“If you want to do well in the eleven plus you will need to fight for it. The eleven plus is not handed to you on a plate.”
This is indeed fighting talk! (Is this called pressure on the child?)
There are units in the army where fighting is all important. These days the army usually fights against another country or against rebels. The army, however, is not only made up of men and women who are the actual fighters – there are the equally precious teams of cooks and bottle-washers - because without logistics those involved in the act of shooting would not even have the bullets.
All ranks and stations in the army are aware of the great need to work together. This is sometimes called character building. Men and women in the front line need to be disciplined and, at times, disregard danger.

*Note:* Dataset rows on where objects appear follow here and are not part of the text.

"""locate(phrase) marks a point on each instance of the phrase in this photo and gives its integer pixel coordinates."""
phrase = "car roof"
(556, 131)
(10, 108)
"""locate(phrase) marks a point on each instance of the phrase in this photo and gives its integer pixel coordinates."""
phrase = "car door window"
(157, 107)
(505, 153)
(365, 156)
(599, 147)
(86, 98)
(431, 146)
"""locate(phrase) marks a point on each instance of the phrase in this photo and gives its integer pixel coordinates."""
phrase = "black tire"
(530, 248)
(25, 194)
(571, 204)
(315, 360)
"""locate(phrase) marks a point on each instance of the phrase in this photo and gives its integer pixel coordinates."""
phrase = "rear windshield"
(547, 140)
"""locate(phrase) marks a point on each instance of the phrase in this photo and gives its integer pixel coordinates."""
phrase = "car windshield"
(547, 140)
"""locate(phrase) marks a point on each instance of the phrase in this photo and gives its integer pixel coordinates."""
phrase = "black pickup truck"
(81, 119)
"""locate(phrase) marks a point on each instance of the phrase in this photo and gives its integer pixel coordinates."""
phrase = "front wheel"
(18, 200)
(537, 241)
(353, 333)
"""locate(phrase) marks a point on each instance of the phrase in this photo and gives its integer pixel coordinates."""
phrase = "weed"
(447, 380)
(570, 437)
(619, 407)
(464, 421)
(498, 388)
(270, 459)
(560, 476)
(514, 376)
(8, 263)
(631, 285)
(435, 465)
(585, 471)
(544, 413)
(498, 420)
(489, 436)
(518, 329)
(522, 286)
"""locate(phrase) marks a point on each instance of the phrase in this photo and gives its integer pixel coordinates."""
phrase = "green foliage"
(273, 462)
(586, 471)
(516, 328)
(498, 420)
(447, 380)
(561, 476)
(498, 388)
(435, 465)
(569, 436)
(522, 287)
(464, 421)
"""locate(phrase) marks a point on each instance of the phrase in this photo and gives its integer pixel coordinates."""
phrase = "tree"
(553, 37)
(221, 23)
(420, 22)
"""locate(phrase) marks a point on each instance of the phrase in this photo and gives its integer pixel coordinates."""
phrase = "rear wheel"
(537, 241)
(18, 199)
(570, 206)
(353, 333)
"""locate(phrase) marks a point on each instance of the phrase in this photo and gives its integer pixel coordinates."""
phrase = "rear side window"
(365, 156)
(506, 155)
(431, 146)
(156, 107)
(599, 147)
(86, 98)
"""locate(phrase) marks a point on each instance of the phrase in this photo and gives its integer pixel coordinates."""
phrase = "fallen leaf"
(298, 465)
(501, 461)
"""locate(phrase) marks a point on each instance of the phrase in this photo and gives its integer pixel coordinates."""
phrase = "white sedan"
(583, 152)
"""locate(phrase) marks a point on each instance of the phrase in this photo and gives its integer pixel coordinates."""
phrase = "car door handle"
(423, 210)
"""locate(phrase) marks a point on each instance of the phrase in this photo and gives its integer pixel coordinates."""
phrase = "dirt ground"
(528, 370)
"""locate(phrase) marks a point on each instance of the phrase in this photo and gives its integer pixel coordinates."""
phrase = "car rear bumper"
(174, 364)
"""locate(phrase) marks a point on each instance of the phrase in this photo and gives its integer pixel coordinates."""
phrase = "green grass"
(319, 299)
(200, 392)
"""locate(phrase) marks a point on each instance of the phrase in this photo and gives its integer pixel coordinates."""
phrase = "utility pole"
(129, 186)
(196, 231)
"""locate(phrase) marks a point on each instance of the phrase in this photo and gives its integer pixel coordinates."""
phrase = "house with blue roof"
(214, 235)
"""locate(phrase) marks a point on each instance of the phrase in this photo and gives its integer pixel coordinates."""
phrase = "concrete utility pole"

The army prides itself on offering a heritage that soldiers are invited to embrace. The newest squaddie is taught to be proud of his or her squad – and mindful of responsibility towards others. A those joining the army are expected to be loyal and not let the `regiment’ down.
The army emphasises the need to have standards of behaviour that everyone adheres to. This helps to keep as many as possible alive!
All this emphasis on bonding and care for each other can be a little daunting to an eleven plus child! The family, however, has to work together during the eleven plus year. The rules of engagement may, however, be reasonably simple:
Law 1: No fighting with siblings
Law 2: No fighting with parents
Law 3: No fighting
Law 4. No fighting.
Bright eleven plus children will be able to understand the difference between no fighting and no fighting.